I continue to experiment with Claude, and like many others have said, the difference between the 4.6 models (particularly Opus) and the previous models doesn’t feel massive, but it just seems so much more competent.
I’ve mostly been building personal helper apps and automations:
- a personal bookmarking/read later solution that works on iOS/iPadOS/macOS
- a scraper that goes to the websites of all the local music venues and pulls down the upcoming concerts so I can quickly look at what is coming up and decide if I’m interested in checking anything out
- some games to entertain my kids that I know aren’t going to lead them into a morass of in-app purchases or down the algorithm rabbit hole
As I’ve built these over the last few months, there was a lot more hand-holding for the prompting. Claude would constantly overestimate its abilities, and break Xcode projects, or create features and tests that it insisted it were working, but neither the feature nor test actually worked. After a while, it’d just tell me I didn’t need that feature, and to move on.
With the 4.6 models (particularly Opus 4.6), it is worlds different. Far more frequently I can say what I want, and it’ll have a 90% working solution by the end of my session. A couple of iterations, and it’s basically done (like a marble race JS/HTML game I made for my kids was nearly perfect from the start).
With Opus 4.6, I pointed it at the work Claude had previously done, and asked for improvements, and it made what I would call legitimate improvements to simplicity, performance, and good idiomatic usage. Good enough that at the end of the process, I even had Claude create MCP servers for the bookmarking and concerts tools I’ve built, so that I can ask desktop Claude about shows at a venue or any articles I’ve bookmarked related to certain topics, and it can bring them back in context (and tie them into the context of other things I might be doing, like adding buying a concert ticket to my todo list, or incorporating articles into some broader research I’m working on).
Life changing? No. Worth $20/month? For me, probably. For everyone? I don’t think so yet. It is still so much more heavily weighted towards having some inkling on things you’d want to build and automate, which is not every computer user.

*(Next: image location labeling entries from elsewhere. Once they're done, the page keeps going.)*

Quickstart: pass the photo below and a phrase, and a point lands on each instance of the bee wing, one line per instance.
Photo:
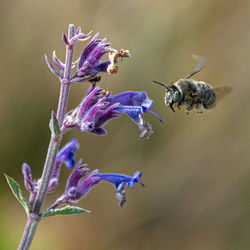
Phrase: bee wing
(220, 92)
(201, 63)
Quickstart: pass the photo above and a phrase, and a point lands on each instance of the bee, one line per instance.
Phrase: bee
(193, 94)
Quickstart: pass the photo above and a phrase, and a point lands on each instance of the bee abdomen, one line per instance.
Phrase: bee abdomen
(207, 95)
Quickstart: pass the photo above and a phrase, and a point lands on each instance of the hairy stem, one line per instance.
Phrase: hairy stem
(31, 224)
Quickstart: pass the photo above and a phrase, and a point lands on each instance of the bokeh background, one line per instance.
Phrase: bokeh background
(196, 168)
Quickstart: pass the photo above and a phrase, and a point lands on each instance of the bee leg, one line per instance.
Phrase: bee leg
(171, 106)
(199, 108)
(189, 108)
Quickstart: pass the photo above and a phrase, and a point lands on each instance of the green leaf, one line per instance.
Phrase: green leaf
(15, 188)
(64, 211)
(54, 126)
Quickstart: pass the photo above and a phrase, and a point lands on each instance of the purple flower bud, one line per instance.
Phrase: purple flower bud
(79, 171)
(121, 182)
(66, 156)
(52, 68)
(28, 182)
(90, 63)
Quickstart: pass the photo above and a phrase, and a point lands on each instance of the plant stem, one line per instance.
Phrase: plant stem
(31, 224)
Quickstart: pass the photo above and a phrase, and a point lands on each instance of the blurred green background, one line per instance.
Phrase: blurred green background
(196, 168)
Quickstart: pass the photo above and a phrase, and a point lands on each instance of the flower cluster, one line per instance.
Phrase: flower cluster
(89, 63)
(76, 188)
(98, 107)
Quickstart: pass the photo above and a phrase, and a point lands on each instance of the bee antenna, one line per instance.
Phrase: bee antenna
(160, 84)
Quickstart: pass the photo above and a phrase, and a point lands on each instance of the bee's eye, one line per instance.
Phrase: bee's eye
(176, 96)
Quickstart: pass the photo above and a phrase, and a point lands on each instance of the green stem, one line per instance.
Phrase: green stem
(32, 222)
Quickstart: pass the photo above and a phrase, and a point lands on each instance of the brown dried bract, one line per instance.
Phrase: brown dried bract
(114, 55)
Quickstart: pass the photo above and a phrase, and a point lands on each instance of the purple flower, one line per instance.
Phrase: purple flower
(66, 156)
(93, 112)
(76, 188)
(121, 182)
(98, 107)
(135, 104)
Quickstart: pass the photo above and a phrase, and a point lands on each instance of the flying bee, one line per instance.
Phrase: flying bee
(193, 94)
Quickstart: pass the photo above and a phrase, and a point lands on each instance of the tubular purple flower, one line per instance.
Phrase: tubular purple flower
(135, 104)
(77, 37)
(121, 182)
(93, 112)
(98, 107)
(75, 188)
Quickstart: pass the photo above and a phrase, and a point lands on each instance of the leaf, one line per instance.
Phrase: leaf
(64, 211)
(15, 188)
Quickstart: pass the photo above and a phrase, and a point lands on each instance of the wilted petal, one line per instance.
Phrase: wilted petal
(51, 67)
(79, 171)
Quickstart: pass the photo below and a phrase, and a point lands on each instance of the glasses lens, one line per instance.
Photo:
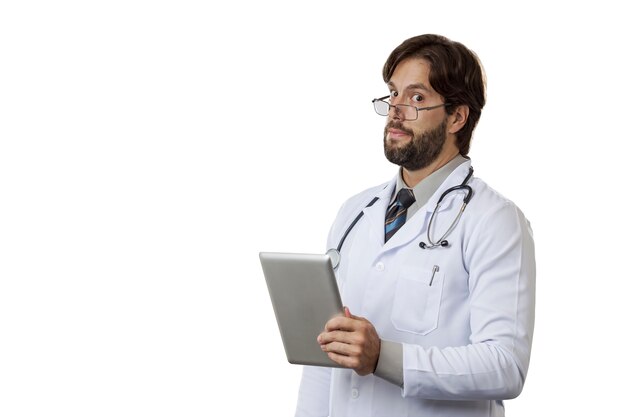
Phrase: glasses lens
(381, 107)
(407, 112)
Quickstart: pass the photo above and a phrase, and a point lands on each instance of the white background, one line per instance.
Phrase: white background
(150, 149)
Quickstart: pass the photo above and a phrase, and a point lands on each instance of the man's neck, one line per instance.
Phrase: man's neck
(412, 178)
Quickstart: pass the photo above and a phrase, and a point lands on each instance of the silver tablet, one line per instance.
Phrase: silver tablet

These are small, toy apps. Useful to me, but nothing I’ve built would I feel comfortable sharing to anyone but friends and family. Incorporating this into existing, commercial apps is going to be harder than I think a lot of folks believe, because as good as Claude (and Codex) have become, they still frequently make meaningfully bad decisions around things like security. For businesses that are in an industry with high compliance needs, you will need good processes to ensure you’re not leaking information that could cause you legal or reputational issues. For folks launching apps on Lovable (or the like), I think the models are so good, that they give too much confidence that they’ve buttoned everything up, but they’ll make mistakes (just like humans do), but without some developer to take a look and try to catch it before it burns you.